Disclosures of Donors – Other Tax-Exempt Organizations – Political/Election Law
On September 18, 2018, the Supreme Court of the United States denied to stay a ruling of a lower court that required the Federal Elections Commission (FEC) to eliminate a regulation that allows nonprofit organizations to keep their donors secret.
The ruling closes a 40-year-old loophole that let individual donors to aggressive political ad campaigns remain anonymous. This means, according to FEC Chair Caroline Hunter, that for the first time in decades large donors to political campaigns through 501c4s (social welfare nonprofits) and 501c6s (association-based nonprofits) will need to be disclosed.
– SCOTUS Refuses to Stay Order on Campaign Finance Disclosure on Eve of Midterms (The Nonprofit Quarterly)
Nonprofit advocacy groups — which do not have to publicly disclose their donors, as political committees do — will now have to begin reporting the names of contributors who give more than $200 per year toward their independent political campaigns, campaign finance lawyers said.
Under the now eliminated regulation, certain nonprofit organizations could easily evade statutory donor disclosure requirements because disclosure was only required where the contribution was earmarked for the particular independent expenditure being reported (e.g., typically related to specific ads or mailers) and not where the contribution was in support of the organization’s broader “political” purposes.
That allowed them to evade statutory disclosure requirements, Judge Howell wrote. “A donor contributing over $200 during a calendar year to a not-political committee for the express purpose of advocating for or against the election of a candidate for federal office, would nonetheless not be identified,” she wrote, “absent the donor’s express agreement that the funds be used for the specific expenditures reported to the F.E.C., even though the donor may otherwise support and in fact contribute for the purpose of funding those expenditures.”
Supreme Court Won’t Disturb Ruling Unmasking Dark Money Donors (New York Times)
While the timing of the full impact of the lower court’s ruling isn’t completely clear, but it will impact the upcoming election.
The conservative group Crossroads GPS, hoping to avoid having to disclose its donors right before the 2018 midterms, asked the Supreme Court to freeze the lower court’s ruling and leave the old FEC regulation in place through November.
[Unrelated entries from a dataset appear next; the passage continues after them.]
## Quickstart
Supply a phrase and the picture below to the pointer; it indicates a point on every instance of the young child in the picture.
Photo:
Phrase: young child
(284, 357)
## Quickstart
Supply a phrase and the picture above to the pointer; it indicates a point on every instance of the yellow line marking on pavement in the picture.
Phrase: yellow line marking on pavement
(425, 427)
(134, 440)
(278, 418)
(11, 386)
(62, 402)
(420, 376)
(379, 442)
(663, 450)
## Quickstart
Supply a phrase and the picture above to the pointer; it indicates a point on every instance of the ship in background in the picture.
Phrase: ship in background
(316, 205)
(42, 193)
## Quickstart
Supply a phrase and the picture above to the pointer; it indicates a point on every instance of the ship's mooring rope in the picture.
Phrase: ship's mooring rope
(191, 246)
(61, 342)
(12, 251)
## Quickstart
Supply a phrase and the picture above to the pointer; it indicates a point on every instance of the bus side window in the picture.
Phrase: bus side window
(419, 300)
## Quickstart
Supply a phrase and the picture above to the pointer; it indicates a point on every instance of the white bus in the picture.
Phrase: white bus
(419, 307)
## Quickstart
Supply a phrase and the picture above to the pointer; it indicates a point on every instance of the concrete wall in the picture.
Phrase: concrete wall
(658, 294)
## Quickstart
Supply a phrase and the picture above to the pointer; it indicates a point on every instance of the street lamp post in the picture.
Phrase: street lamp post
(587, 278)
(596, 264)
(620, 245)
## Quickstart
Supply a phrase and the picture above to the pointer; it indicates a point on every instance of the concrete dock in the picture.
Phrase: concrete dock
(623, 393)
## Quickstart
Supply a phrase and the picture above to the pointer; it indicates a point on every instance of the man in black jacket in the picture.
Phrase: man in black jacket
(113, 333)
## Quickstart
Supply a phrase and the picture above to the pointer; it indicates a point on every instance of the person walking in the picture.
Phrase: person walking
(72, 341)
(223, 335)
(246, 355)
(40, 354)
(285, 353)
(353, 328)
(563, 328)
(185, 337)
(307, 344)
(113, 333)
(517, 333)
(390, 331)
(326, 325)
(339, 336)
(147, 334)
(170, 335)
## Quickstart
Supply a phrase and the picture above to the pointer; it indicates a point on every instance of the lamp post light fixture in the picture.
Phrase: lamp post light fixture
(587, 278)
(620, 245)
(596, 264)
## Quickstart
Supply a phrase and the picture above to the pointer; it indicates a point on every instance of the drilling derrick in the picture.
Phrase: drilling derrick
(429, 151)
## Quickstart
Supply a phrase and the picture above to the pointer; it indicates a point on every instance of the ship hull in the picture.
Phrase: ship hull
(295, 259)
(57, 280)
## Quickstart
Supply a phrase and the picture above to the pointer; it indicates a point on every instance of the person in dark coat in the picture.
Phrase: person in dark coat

But on Tuesday, the high court declined to do so.
The Supreme Court’s decision means groups making independent expenditures to support or oppose candidates running for Congress this fall may have a legal obligation to disclose their donors, even if they could have remained anonymous in past cycles.
[E]ffective immediately, anyone making more than $250 in express advocacy ads — ads that tell viewers who to vote for or against — must now disclose the identities of all contributors who gave more than $200 in a year. They must also identify who among those contributors earmarked their contributions for express ads. Because of this decision, the contributors for a major category of dark money spending this fall will have to be disclosed to the public.
“This is a great day for transparency and democracy,” CREW Executive Director Noah Bookbinder said. “Three courts, including the Supreme Court, have now rejected Crossroads’ arguments for a stay, meaning we’re about to know a lot more about who is funding our elections.”